The Wairarapa region has been a fabulous host to the Cycle Classic, but the Waikato in 2019 has proved irresistible as Jorge looks to take that next step for the event. “Basically they [Cambridge]’ve made me an offer I can’t refuse. It’s a lot of good for the race, I’m moving the race to Cambridge, it’s going to be a bigger race, and hopefully after year one, we hope we should be good enough to go into 2.1. The reason for me to move there is to upgrade the race, get it bigger and get New Zealanders the opportunity to see some really big names here.”
Those big names Sandoval hopes to draw to New Zealand include three-time consecutive world road race champion Peter Sagan, who Sandoval was able to meet when he went over to Europe. While there Sandoval visited the Tour de Suisse – where Sagan won two stages – and met a number of World Tour director sportifs who have previously raced New Zealand’s highest level stage race. “I was pleasantly surprised to find out that a lot of the team managers of the World Tour teams who were ex-bike riders have been to my races in their younger days,” Sandoval told us. “I went to Peter Sagan and I said to him, ‘would you like to go to New Zealand one day to race,’ he said he’d love to come to New Zealand. He’s never been to New Zealand, but with everything he’s heard about New Zealand, the All Blacks and everything; he’d love to come here.”
Over the next few weeks the question of course-type will take precedence. The Wairarapa has been well known and well loved for the kind of race the course produces, with Admiral Hill being a great favourite during the race. But now a complete revamp needs to take place and we wanted to know what sort of thing that would mean if the goal for the race is a 2.1. Would the course remain its basic difficulty level or would it change significantly? Sandoval told us that his intent will be for a challenging, hilly tour which could potentially trump the Santos Tour Down Under in terms of the challenge it will provide the riders.
But what does this mean for New Zealand riders. In the past 31 years this race has become synonymous with drawing the best and brightest names the country can offer, but as the race reaches that next level this will change. “In a 2.1 automatically it will cut off [almost] every New Zealand rider out of the race. The only team from New Zealand in a 2.1 will be a New Zealand National Team. None of the club riders will be able to race, and half of the field will be made up of World Tour teams,” Sandoval said.
While the effect of the New Zealand Cycle Classic may no longer be to draw the best riders in New Zealand to compete at a UCI level, the effect of potentially drawing the world’s finest is set to have a quite different impact. “It will have a huge impact in two ways regarding the New Zealand cycling scene and also the tourism side of it.

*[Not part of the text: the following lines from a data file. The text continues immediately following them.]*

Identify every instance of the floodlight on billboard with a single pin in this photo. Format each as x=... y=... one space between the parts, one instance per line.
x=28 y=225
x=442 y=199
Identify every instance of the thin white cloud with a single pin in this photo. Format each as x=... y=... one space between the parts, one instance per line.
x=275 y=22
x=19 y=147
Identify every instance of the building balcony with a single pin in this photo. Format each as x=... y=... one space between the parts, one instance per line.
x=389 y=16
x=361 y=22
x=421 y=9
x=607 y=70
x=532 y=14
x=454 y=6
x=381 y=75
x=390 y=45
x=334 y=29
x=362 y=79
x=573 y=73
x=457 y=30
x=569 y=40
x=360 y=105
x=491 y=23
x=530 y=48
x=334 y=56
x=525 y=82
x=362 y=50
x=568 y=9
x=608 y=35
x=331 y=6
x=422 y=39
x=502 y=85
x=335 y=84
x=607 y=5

For example we all know the amount of people, the thousands of people, who go overseas every year to the Tour of California, Tour de France, Tour of Italy, Tour Down Under, and we’ve done our research and asked them why they go there, and the reason why they go there is not to see a bike race, it’s to see the big names race,” Jorge said. “So having any of those big names here, in Cambridge, it’s going to be a huge attraction for cycling fanatics, they’ll want to come from all over the place to watch the bike race.”
“It’s a win-win situation, we’ll give them the racing and the opportunity to come to New Zealand, and they’ll provide us with the opportunity to promote our sport, to give our fans the opportunity to see them and encourage young New Zealand riders to carry on with the sport and one day be like those guys. So I think it’s a huge benefit in every way.”